The vast majority of meteorites that reach Earth are too small to see. Microscopic ones settle to the ground all around us as fine dust, unnoticed by anybody except the scientists who regard them as a bonanza for studying interplanetary material. The dust bits don't get burned by the kind of fiery plunge through the atmosphere that larger meteorites undergo. They are so small that the upper atmosphere stops them in their tracks before air friction has a chance to heat them up.

For more than two decades, NASA has collected cosmic dust samples on oil-coated plates flown by a U2 plane at altitudes of some 65,000 feet (20 kilometers). Now, aided by new diagnostic equipment, scientists have found that some micrometeorites contain another bonanza: abundant particles created at other stars before the solar system was born.

Several types of extrasolar stardust had already been found in larger meteorites, including grains of diamond, graphite, silicon carbide, corundum, and spinel. These grains apparently solidified in outflows from evolved red-giant stars and perhaps the blast waves of supernovae. Their exotic origins are revealed by ratios of isotopes within them that are unlike anything in the solar system.

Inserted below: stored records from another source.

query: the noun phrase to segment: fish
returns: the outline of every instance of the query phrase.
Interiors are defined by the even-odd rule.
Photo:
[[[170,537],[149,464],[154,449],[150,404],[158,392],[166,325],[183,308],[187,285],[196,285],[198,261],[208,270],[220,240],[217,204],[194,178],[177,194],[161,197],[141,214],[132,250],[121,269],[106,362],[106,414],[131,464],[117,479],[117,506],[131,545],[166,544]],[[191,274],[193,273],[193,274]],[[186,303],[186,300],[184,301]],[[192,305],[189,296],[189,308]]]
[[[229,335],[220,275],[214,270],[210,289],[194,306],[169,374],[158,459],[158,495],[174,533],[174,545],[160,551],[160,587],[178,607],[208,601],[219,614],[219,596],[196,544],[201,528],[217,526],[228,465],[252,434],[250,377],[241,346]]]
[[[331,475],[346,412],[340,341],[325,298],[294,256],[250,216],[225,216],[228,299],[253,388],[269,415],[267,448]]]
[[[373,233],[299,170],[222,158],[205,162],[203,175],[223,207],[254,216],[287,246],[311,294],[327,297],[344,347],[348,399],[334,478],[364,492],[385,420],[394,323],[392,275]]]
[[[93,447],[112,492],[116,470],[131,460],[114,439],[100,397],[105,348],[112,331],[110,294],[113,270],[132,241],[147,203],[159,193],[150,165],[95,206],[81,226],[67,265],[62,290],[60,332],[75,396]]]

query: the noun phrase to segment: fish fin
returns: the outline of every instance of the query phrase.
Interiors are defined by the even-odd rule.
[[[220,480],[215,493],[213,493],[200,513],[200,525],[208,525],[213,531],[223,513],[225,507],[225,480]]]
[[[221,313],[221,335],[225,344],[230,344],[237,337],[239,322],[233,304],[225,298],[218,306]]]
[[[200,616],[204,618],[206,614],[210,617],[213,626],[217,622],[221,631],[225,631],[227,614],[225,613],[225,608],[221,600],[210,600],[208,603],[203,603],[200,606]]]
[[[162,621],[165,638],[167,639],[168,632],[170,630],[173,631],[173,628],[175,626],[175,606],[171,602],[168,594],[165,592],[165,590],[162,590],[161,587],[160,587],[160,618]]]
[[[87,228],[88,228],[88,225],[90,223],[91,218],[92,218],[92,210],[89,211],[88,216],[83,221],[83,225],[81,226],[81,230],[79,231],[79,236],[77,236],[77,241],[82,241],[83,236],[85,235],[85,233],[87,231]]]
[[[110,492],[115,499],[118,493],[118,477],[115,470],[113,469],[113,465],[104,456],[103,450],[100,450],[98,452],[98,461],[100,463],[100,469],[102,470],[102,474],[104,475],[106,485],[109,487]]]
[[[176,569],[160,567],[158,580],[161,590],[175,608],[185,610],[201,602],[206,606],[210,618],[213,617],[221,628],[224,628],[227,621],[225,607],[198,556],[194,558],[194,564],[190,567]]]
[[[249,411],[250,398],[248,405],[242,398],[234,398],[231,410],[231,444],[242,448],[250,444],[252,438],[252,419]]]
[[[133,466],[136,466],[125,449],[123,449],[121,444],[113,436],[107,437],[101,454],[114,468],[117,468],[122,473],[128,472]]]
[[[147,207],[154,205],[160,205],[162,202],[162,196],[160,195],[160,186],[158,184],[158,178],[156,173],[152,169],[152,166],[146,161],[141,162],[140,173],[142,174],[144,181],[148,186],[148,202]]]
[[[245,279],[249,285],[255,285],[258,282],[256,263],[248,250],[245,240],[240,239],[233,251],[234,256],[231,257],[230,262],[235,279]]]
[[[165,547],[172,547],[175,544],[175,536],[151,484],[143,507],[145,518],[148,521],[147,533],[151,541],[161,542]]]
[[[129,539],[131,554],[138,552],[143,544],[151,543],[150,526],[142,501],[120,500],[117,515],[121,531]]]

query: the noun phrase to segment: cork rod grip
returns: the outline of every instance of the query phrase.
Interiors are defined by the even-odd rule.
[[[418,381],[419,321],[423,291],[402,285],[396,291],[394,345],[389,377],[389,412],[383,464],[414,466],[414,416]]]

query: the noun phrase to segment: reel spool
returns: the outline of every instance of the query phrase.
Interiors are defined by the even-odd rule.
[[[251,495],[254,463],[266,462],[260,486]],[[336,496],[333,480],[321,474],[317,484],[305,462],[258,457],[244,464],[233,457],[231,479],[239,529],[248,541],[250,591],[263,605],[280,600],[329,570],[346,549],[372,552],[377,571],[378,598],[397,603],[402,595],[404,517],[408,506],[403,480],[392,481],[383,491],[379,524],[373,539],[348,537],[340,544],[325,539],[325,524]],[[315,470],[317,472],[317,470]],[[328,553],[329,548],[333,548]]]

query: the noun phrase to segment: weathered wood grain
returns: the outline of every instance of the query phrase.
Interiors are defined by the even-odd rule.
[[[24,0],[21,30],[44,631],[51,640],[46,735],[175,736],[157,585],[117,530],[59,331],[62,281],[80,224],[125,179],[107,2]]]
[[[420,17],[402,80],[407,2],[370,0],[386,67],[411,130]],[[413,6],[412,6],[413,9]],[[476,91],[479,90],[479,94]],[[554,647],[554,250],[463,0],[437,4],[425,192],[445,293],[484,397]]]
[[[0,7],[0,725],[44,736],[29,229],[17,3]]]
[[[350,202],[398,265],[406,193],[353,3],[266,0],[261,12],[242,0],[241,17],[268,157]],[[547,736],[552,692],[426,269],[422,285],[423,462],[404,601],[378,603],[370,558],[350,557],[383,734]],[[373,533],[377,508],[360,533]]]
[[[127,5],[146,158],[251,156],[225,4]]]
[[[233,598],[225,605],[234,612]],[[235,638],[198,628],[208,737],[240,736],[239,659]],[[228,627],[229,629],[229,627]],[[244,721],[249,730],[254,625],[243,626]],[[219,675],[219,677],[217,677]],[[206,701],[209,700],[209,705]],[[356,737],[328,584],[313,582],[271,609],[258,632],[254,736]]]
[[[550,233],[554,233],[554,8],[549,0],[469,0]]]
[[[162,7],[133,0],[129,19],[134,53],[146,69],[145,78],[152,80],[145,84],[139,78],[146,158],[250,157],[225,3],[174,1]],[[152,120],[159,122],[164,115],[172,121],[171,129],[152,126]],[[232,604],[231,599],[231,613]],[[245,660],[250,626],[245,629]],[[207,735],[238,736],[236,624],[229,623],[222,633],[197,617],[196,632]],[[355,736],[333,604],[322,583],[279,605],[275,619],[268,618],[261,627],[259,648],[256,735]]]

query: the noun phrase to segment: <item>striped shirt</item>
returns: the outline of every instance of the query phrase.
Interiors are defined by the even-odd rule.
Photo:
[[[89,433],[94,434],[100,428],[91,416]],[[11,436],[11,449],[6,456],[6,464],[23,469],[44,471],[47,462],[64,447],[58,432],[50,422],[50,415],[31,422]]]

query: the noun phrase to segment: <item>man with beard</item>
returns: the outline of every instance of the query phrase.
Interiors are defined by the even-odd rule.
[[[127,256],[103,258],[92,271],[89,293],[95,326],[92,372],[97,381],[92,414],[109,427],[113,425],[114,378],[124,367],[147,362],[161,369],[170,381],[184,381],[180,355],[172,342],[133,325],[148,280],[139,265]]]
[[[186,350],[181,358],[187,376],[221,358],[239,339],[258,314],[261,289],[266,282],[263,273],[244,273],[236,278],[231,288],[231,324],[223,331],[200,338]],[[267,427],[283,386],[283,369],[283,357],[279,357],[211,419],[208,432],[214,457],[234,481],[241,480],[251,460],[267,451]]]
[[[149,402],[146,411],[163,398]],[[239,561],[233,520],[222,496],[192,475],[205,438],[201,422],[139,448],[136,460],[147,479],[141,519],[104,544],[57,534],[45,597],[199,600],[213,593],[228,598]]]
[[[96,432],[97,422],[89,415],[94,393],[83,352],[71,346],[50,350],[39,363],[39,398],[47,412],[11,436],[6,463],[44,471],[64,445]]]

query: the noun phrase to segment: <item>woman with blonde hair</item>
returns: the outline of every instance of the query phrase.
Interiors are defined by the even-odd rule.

But interstellar grains in large meteorites are not like the dust astronomers see among the stars. For one thing, the extrasolar grains in meteorites are about 10 times larger (about 1 micron) than interstellar dust. And they are made only of materials that have unusually high melting points and are resistant to chemical action. Apparently they were extensively sorted and modified by processes in the early solar system or in the protoplanetary cloud from which the solar system condensed. Conspicuously missing are the silicates (rocky materials) that make up most interstellar dust.

Micrometeorites collected by airplanes, on the other hand, are turning out to be a whole different story. Scott Messenger and his colleagues at Washington University of St. Louis announced a breakthrough in yesterday's issue of Science Express. They used a new ion microprobe to map oxygen-isotope ratios at very tiny scales within individual grains — and found subgrains incorporated into them that clearly have extrasolar origins. In fact every unaltered, primordial micrometeorite they studied proved to contain many bits of the long-sought presolar silicates.

Some types of micrometeorites contain 50 times more interstellar matter than larger meteorites do, amounting to as much as one percent of their material. Moreover, they include not only silicates but hydrogen and nitrogen compounds that match the interstellar dust in giant molecular clouds — the cores of the densest dark nebulae we see silhouetted against the stars.

These new bits "have isotopic ratios very different from anything in the solar system," said Messenger in a statement. In fact, a single micrometeorite can show a wider range of oxygen-isotope ratios among its parts than the entire Earth does.

Three of the tiny grains the group studied originated in the winds of aging giant stars. Another one apparently came from an especially old star poor in heavy elements. Others have been tied to supernovae, while some particles still have unknown stellar sources. Messenger and his group were able to identify one of the silicate grains as forsterite, a common mineral in the winds of dying stars that give rise to planetary nebulae.

Says Messenger, "These grains are giving us an exquisitely detailed view of how stars evolve and what happens to their debris as it traverses the galaxy."